I remember at a law dinner asking a slightly tipsy senior judge what his proudest achievement was. He said ‘my wife’. At first I was touched. Then I pondered a little more on the realities operating behind that statement. He was from a generation of men where women were offered few choices in life and upon marriage probably had to give up whatever career they might have carved out before it. His success, comfort and happy family life were largely due to the fact that he had been able to be supported by an intelligent and capable women who put her energies into the family and enabled him to concentrate on achieving success in his profession.
that isn’t the world any longer. And I, and my daughter are glad.
And I’m a single mother Sir P. I pay higher rate taxes. What’s your beef with me?
Independence for women is great if they really are independent.So many women now are single mums dependent on the State and that cannot be a good thing and cannot really be called independence !.If the father vanishes or is “uknown” that also is a bad thing.

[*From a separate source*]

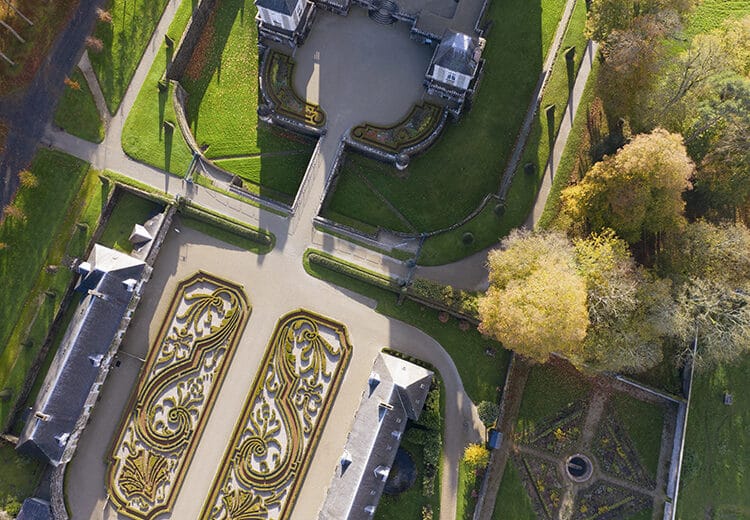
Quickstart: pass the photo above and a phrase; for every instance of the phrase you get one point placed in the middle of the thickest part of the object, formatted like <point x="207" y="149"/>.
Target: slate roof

How can we reduce the number of single mums and feckless fathers? Well I reckon that since the swinging sixties successfully promoted the slogan “Make love not war” there is not much we can do to reverse this trend unless the government actually promotes marriage instead of penalising it through the tax system.
If there were huge tax incentives for those who marry or enter a civil partnership and who stay together the government would probably do very well financially, saving more in benefits than it gave away in tax réductions. I have no proof of this but it does seem to be common sense enough to be worth trying out without shrill cries from singles that they are being discriminated against ! If committed couples save the government money by committing and staying committed they should be rewarded for that reason and not for their “morals” !
News of Sir P’s latest load of tosh made it to the Southern Hemisphere – but I couldn’t get more than four lines in without feeling the urge to throw my laptop out of the window. How can he think that marriage is some sort of cure-all for childhood ills in the light of the latest headlines that a third of British families are living on inadequate incomes? Does he really think that separated parents are lolling about in the lap of luxury? I have had so many clients whose kids couldn’t have their friends round for tea because their parents couldn’t afford an extra plate of food.
What will he come up with next – Trump as the saviour of marriage because outlawing abortion and easy access to contraception will stop people (read women) having control of their fertility? The mind boggles. Honestly.